There are various types of text corpora. Selection of corpus type and texts to be included is usually influenced
by factors such as project goal, scope and deadlines.
4.2 Text corpora and terminology extraction
Organizations usually produce textual material relating to their industry, activity and the field in which they
operate. These kinds of texts include, for example, marketing materials, product documentation, internal
memos and bilingual translation memories. Such textual material can contribute to an organization-wide
text corpus that forms the basis for terminology extraction.

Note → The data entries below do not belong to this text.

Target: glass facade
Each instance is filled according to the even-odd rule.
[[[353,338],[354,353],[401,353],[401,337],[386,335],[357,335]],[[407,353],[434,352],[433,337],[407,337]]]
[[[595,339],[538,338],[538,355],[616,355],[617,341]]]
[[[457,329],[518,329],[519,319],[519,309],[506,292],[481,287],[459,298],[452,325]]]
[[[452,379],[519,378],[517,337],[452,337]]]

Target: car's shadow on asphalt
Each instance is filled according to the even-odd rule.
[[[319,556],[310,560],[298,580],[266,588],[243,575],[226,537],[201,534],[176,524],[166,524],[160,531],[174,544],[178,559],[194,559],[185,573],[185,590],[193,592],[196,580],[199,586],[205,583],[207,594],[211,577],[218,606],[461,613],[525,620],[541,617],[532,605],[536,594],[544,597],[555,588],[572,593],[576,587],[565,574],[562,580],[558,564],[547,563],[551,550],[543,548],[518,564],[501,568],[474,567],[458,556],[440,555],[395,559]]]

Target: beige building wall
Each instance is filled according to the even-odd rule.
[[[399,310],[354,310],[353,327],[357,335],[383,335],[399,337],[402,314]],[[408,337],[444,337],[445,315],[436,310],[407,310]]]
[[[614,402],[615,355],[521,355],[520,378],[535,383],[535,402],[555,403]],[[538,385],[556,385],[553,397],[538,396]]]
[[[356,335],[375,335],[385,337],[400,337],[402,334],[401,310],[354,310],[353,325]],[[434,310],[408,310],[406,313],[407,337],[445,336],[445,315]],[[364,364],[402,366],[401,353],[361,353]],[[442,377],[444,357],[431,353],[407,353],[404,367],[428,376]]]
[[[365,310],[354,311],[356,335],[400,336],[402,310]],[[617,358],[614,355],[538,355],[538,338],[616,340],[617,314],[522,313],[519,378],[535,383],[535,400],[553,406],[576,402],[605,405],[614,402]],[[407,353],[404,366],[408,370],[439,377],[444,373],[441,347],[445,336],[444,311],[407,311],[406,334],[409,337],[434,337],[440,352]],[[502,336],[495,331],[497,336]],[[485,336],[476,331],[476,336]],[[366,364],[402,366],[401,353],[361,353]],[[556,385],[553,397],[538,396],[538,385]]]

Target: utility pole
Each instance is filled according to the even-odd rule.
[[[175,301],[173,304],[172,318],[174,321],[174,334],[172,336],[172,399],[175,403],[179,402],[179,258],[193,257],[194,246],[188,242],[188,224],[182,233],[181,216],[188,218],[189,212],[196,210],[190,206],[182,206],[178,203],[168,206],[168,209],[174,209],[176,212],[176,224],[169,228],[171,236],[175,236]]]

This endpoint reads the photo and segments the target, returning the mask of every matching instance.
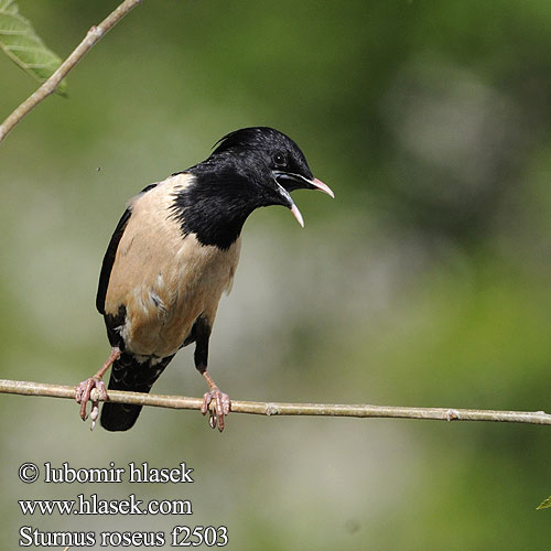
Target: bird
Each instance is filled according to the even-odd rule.
[[[109,402],[108,390],[149,392],[180,348],[195,344],[194,363],[208,385],[201,411],[222,432],[230,411],[207,369],[218,302],[229,292],[239,261],[241,229],[259,207],[289,208],[295,190],[328,185],[313,176],[296,143],[269,127],[235,130],[218,140],[203,162],[144,187],[130,199],[101,264],[96,307],[104,316],[111,353],[76,387],[79,414],[127,431],[141,406]],[[102,377],[111,368],[108,388]],[[96,398],[90,397],[97,388]],[[93,395],[94,396],[94,395]]]

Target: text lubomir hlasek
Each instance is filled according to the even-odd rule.
[[[159,484],[187,484],[193,483],[191,473],[185,462],[177,467],[151,467],[148,462],[129,463],[127,467],[116,467],[114,462],[108,467],[73,468],[68,463],[54,467],[50,462],[44,463],[44,482],[53,484],[73,483],[159,483]],[[126,475],[126,477],[125,477]]]

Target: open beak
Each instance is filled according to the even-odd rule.
[[[299,207],[291,198],[290,192],[294,190],[320,190],[321,192],[326,193],[329,197],[335,198],[333,190],[316,177],[309,180],[300,174],[279,171],[273,171],[273,177],[280,186],[280,193],[288,199],[288,207],[291,209],[292,215],[302,227],[304,227],[304,218],[302,217]]]

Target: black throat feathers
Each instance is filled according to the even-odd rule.
[[[195,181],[174,196],[173,215],[182,233],[195,234],[202,245],[227,250],[241,234],[247,217],[260,206],[255,195],[247,193],[248,179],[231,166],[213,166],[208,160],[184,172]]]

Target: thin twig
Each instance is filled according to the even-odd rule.
[[[0,393],[75,398],[75,387],[0,379]],[[93,398],[97,398],[93,396]],[[198,410],[203,400],[183,396],[144,395],[109,390],[109,400],[117,403]],[[283,403],[231,400],[235,413],[257,415],[325,415],[357,418],[433,419],[437,421],[494,421],[506,423],[551,424],[551,414],[543,411],[462,410],[453,408],[406,408],[392,406],[345,403]]]
[[[88,53],[88,51],[105,36],[132,8],[143,0],[125,0],[112,11],[99,25],[93,26],[84,40],[76,46],[71,55],[60,65],[57,71],[40,88],[26,98],[3,122],[0,125],[0,142],[8,136],[10,130],[43,99],[53,94],[60,83],[67,76],[69,71]]]

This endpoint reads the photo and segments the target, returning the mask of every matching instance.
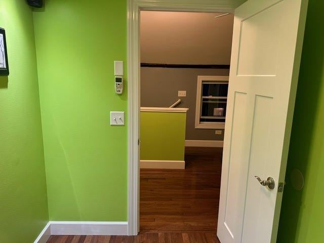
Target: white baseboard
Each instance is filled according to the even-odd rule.
[[[34,243],[46,243],[51,235],[127,235],[127,222],[50,221]]]
[[[127,235],[127,222],[51,221],[52,235]]]
[[[36,238],[34,243],[46,243],[51,236],[51,224],[49,222],[39,235]]]
[[[215,147],[222,148],[224,145],[223,140],[186,140],[186,147]]]
[[[184,160],[143,160],[140,161],[142,169],[176,169],[184,170]]]

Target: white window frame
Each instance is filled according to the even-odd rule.
[[[228,83],[228,76],[198,76],[197,79],[197,96],[196,98],[196,117],[195,128],[202,129],[224,129],[225,122],[200,122],[201,111],[201,87],[204,81]]]

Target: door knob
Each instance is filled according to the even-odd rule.
[[[263,181],[258,176],[255,176],[254,177],[258,180],[258,181],[260,182],[260,184],[263,186],[267,186],[269,187],[269,189],[271,189],[271,190],[274,189],[274,180],[272,177],[268,177],[266,181]]]

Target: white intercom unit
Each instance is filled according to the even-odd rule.
[[[115,92],[116,94],[123,94],[124,88],[124,62],[123,61],[114,61],[115,72]]]
[[[115,76],[115,92],[116,94],[123,94],[123,76]]]

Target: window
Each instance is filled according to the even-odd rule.
[[[198,76],[195,128],[224,129],[228,76]]]

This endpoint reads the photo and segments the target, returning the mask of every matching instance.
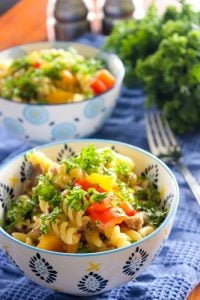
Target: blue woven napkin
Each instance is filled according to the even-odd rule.
[[[79,41],[102,45],[101,36],[85,35]],[[113,139],[149,150],[144,126],[145,95],[140,89],[121,90],[113,115],[91,138]],[[184,163],[200,178],[200,133],[179,137]],[[0,163],[30,146],[0,128]],[[135,280],[92,297],[91,300],[185,300],[200,282],[199,207],[178,169],[171,166],[180,187],[180,204],[175,223],[159,256]],[[117,276],[117,275],[116,275]],[[24,276],[0,250],[0,299],[71,300],[80,297],[43,288]]]

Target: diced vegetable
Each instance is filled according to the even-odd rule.
[[[115,84],[114,76],[107,70],[100,70],[91,82],[91,88],[96,95],[106,92]]]
[[[62,251],[64,245],[65,243],[51,231],[41,236],[37,247],[50,251]]]

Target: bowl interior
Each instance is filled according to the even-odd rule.
[[[44,152],[52,160],[58,162],[80,152],[82,148],[87,147],[89,144],[93,144],[96,148],[111,147],[116,152],[132,158],[135,163],[135,173],[137,175],[146,174],[161,191],[161,205],[169,209],[168,216],[164,222],[168,222],[168,219],[174,214],[178,205],[178,185],[170,169],[150,153],[124,143],[93,139],[50,143],[36,149]],[[12,201],[20,194],[23,182],[30,178],[31,171],[32,168],[26,160],[25,153],[1,167],[0,219],[3,218],[9,201]]]

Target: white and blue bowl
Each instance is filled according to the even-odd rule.
[[[37,149],[60,161],[83,147],[113,147],[134,159],[137,174],[145,173],[162,190],[162,205],[169,208],[163,223],[142,240],[124,248],[89,254],[66,254],[26,245],[0,228],[0,247],[8,258],[32,281],[73,295],[91,296],[118,287],[136,278],[159,253],[167,239],[179,203],[179,188],[170,169],[150,153],[128,144],[105,140],[66,140]],[[0,168],[0,218],[29,178],[30,164],[25,153]]]
[[[104,59],[116,78],[114,87],[91,99],[66,104],[25,104],[0,98],[0,126],[33,145],[88,137],[103,126],[116,106],[125,73],[121,60],[115,54],[79,43],[39,42],[2,51],[0,61],[22,57],[37,49],[67,49],[69,46],[84,57]]]

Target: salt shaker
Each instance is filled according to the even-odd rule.
[[[105,35],[110,34],[113,25],[118,20],[133,17],[134,4],[132,0],[106,0],[103,6],[102,31]]]

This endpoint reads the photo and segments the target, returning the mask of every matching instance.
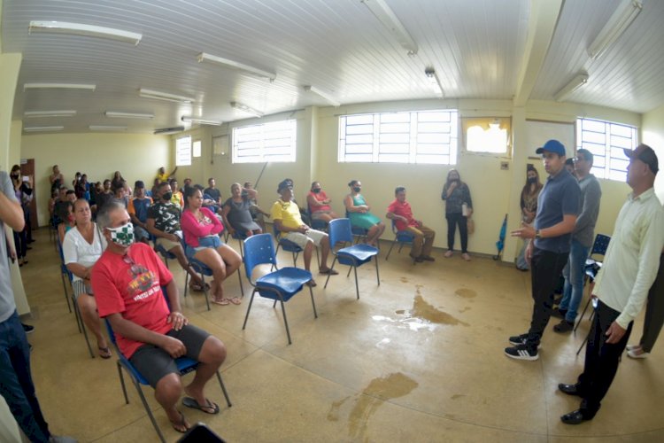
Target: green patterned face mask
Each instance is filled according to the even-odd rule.
[[[129,222],[118,228],[106,228],[111,231],[111,241],[119,246],[131,246],[134,243],[134,225]]]

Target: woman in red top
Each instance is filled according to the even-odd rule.
[[[224,245],[219,234],[224,227],[217,217],[203,206],[203,194],[196,187],[188,187],[184,196],[184,212],[181,220],[187,257],[201,261],[212,271],[212,303],[228,305],[241,303],[238,297],[227,299],[221,284],[236,271],[242,258],[235,251]]]
[[[306,195],[306,203],[309,206],[309,214],[312,214],[312,220],[322,220],[329,223],[339,216],[330,207],[332,200],[328,198],[328,194],[320,187],[320,182],[313,182],[312,189]]]

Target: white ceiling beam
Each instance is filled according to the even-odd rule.
[[[530,0],[528,40],[514,94],[514,106],[523,106],[530,97],[546,52],[553,39],[556,23],[562,11],[562,0]]]

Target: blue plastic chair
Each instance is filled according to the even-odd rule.
[[[244,323],[242,325],[242,329],[243,330],[247,325],[251,304],[253,303],[254,296],[258,292],[261,297],[274,300],[273,307],[276,306],[277,301],[282,304],[283,324],[286,326],[286,335],[289,338],[289,345],[290,345],[292,343],[290,330],[289,329],[288,319],[286,318],[286,308],[283,304],[302,291],[305,284],[312,279],[312,273],[299,268],[282,268],[258,278],[254,282],[251,279],[251,273],[254,268],[262,264],[270,264],[274,268],[277,267],[274,240],[270,234],[258,234],[244,240],[244,270],[249,282],[253,286],[253,291],[251,291],[251,299],[249,300],[247,314],[244,316]],[[312,298],[313,316],[318,318],[316,303],[313,300],[313,291],[312,291],[311,286],[309,286],[309,294]]]
[[[398,230],[397,229],[397,224],[395,223],[394,219],[392,219],[391,222],[392,232],[394,233],[394,240],[390,245],[390,251],[388,251],[388,254],[387,256],[385,256],[385,260],[388,260],[390,258],[390,253],[392,252],[392,248],[397,243],[399,244],[399,250],[398,251],[398,253],[401,253],[401,248],[404,247],[404,245],[413,245],[413,241],[415,238],[415,235],[413,232],[407,230]]]
[[[166,302],[168,301],[168,298],[166,297],[166,288],[164,286],[161,287],[162,293],[164,294],[164,298],[166,298]],[[141,385],[149,386],[150,384],[148,381],[141,375],[140,372],[134,367],[133,364],[131,364],[131,361],[125,357],[125,355],[120,351],[120,347],[118,346],[118,343],[115,339],[115,333],[113,332],[112,328],[111,327],[111,322],[108,321],[108,319],[104,319],[105,324],[106,324],[106,330],[108,331],[108,337],[111,338],[111,342],[113,344],[113,347],[115,348],[115,352],[118,353],[118,376],[120,377],[120,383],[122,386],[122,393],[125,395],[125,404],[129,404],[129,398],[127,396],[127,386],[125,385],[125,377],[122,376],[122,369],[124,369],[127,373],[129,375],[129,378],[131,379],[132,383],[134,384],[134,386],[136,388],[136,391],[138,392],[138,396],[141,398],[141,401],[143,402],[143,408],[145,408],[145,412],[148,413],[148,416],[150,417],[150,421],[152,422],[152,426],[154,426],[155,431],[157,431],[157,435],[159,436],[159,439],[162,442],[166,442],[166,439],[164,439],[164,435],[161,433],[161,430],[159,430],[158,425],[157,424],[157,422],[154,419],[154,416],[152,415],[152,410],[150,408],[150,406],[148,405],[147,400],[145,400],[145,396],[143,393],[143,390],[141,389]],[[180,376],[183,376],[185,374],[189,374],[189,372],[196,370],[197,367],[198,366],[198,361],[196,360],[190,359],[189,357],[180,357],[175,359],[175,364],[177,365],[178,371],[180,372]],[[217,379],[219,380],[219,385],[221,386],[221,391],[224,392],[224,397],[226,398],[226,403],[228,405],[228,408],[230,408],[230,398],[228,397],[228,392],[226,391],[226,386],[224,385],[224,381],[221,379],[221,374],[217,371]]]
[[[337,243],[350,243],[351,245],[335,252],[334,246]],[[332,269],[335,268],[335,264],[338,260],[342,265],[348,265],[352,268],[355,272],[355,291],[358,299],[359,299],[358,267],[368,263],[372,258],[375,258],[375,276],[378,285],[381,285],[381,277],[378,274],[378,248],[365,244],[352,245],[352,232],[351,231],[351,221],[349,219],[336,219],[329,222],[329,248],[335,255],[335,260],[332,260]],[[348,269],[346,276],[350,275],[351,268]],[[330,276],[331,273],[328,274],[323,288],[328,287]]]

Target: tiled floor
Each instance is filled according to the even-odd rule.
[[[65,303],[53,244],[45,230],[37,238],[22,273],[28,323],[36,327],[29,336],[33,375],[52,431],[81,441],[156,441],[135,391],[125,405],[115,358],[89,358]],[[576,336],[555,334],[552,322],[540,360],[510,360],[503,354],[507,337],[529,323],[529,274],[490,259],[444,259],[440,251],[434,263],[413,266],[406,251],[396,250],[386,261],[386,245],[380,286],[373,263],[358,271],[359,300],[352,276],[342,272],[327,290],[319,276],[317,320],[306,292],[287,304],[290,346],[279,307],[266,299],[254,301],[242,330],[248,297],[212,311],[202,295],[188,297],[190,321],[228,346],[221,369],[233,401],[226,408],[212,381],[209,396],[221,413],[182,408],[188,419],[229,442],[664,440],[661,346],[646,360],[623,359],[594,420],[564,425],[560,416],[578,402],[556,385],[575,381],[583,367],[575,352],[588,322]],[[280,259],[290,260],[281,253]],[[182,272],[171,268],[181,291]],[[239,295],[237,278],[227,288]],[[641,326],[639,319],[631,342]],[[151,390],[144,392],[166,439],[177,440]]]

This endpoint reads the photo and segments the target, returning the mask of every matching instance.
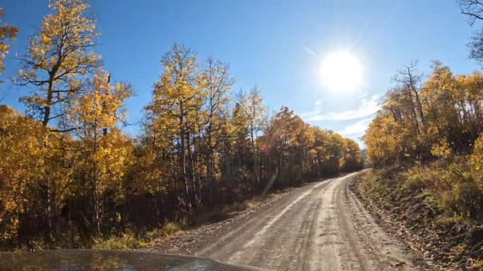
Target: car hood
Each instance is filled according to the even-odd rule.
[[[197,257],[141,251],[66,249],[0,252],[1,270],[244,271],[260,269]]]

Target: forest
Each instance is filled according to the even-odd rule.
[[[56,0],[49,8],[17,57],[21,68],[8,79],[30,90],[20,99],[25,113],[0,105],[1,249],[91,247],[96,239],[155,229],[362,168],[355,141],[311,126],[285,106],[271,112],[257,87],[234,91],[228,63],[200,60],[187,46],[167,50],[151,89],[112,82],[95,52],[100,33],[86,15],[89,6]],[[0,72],[19,30],[0,26]],[[375,163],[472,149],[481,127],[482,75],[453,77],[440,64],[434,68],[426,84],[441,90],[405,87],[388,96],[366,137]],[[460,91],[446,92],[453,82]],[[133,137],[124,132],[125,102],[136,92],[152,98]],[[419,106],[407,107],[415,95]],[[441,104],[426,113],[436,106],[427,101],[443,95],[455,96],[454,109]],[[436,125],[441,116],[446,122]],[[386,132],[378,123],[390,124],[395,136],[375,141],[371,134]],[[452,125],[464,132],[448,130]],[[454,141],[461,133],[464,140]],[[427,151],[417,152],[420,146]],[[477,146],[483,150],[483,139]]]
[[[483,18],[483,4],[458,4],[470,25]],[[482,35],[468,44],[480,63]],[[430,68],[424,75],[413,61],[393,76],[363,137],[374,170],[359,191],[409,229],[413,249],[481,270],[483,74],[454,74],[439,61]]]

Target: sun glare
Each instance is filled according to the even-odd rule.
[[[347,51],[331,53],[322,61],[322,82],[333,92],[356,90],[361,82],[361,73],[359,61]]]

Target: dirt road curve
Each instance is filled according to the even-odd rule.
[[[211,233],[182,253],[274,270],[420,270],[350,191],[357,173],[307,184]],[[153,249],[155,250],[155,249]]]

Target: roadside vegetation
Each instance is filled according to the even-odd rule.
[[[470,23],[479,20],[482,4],[458,3],[462,13],[472,14]],[[478,37],[479,32],[469,45],[471,56],[481,61]],[[443,265],[482,270],[483,75],[455,75],[435,61],[423,76],[417,65],[394,76],[364,136],[375,169],[357,187],[402,222],[415,249]]]
[[[161,59],[131,137],[124,104],[135,91],[102,69],[89,6],[49,7],[11,79],[31,91],[25,113],[0,105],[1,249],[136,248],[362,167],[354,141],[287,107],[269,113],[256,87],[233,92],[227,63],[179,44]],[[0,27],[1,61],[18,29]]]

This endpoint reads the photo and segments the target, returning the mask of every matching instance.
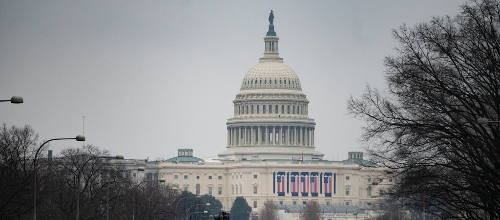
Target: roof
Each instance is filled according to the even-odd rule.
[[[278,204],[278,209],[286,210],[288,212],[300,213],[305,206],[306,205],[303,204]],[[320,205],[320,207],[323,213],[358,213],[360,207],[344,205]]]
[[[200,162],[203,159],[192,156],[180,156],[165,160],[164,162]]]
[[[369,160],[364,160],[362,159],[348,159],[346,160],[344,160],[340,162],[344,163],[358,163],[358,164],[362,165],[363,166],[374,166],[376,165],[376,163]]]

The usefulness of candidate terminological data extracted from such a text corpus depends on the context
and aim of the terminology extraction project as well as on the depth or breadth of the subject-field coverage
provided by the text corpus.
4.3 Compilation of text corpora
4.3.1 Text corpora used for terminology extraction
Terminology extraction begins with the collection of a text corpus, according to the objectives of the project.
There are differing kinds of text corpora, specifically:
— a monolingual corpus, consisting of texts taken from the same language;
— a bilingual corpus, consisting of texts taken from two languages;
— a multilingual corpus, consisting of texts taken from more than two languages;
— a parallel corpus, consisting of texts taken from one language aligned with their translations into one or
more other languages;
EXAMPLE A set of annual reports in English aligned segment by segment with the same annual reports
translated into Tagalog.
— a comparable corpus, consisting of one or more sets of texts meeting certain criteria, matched against a
set of texts meeting the same criteria in one or more languages.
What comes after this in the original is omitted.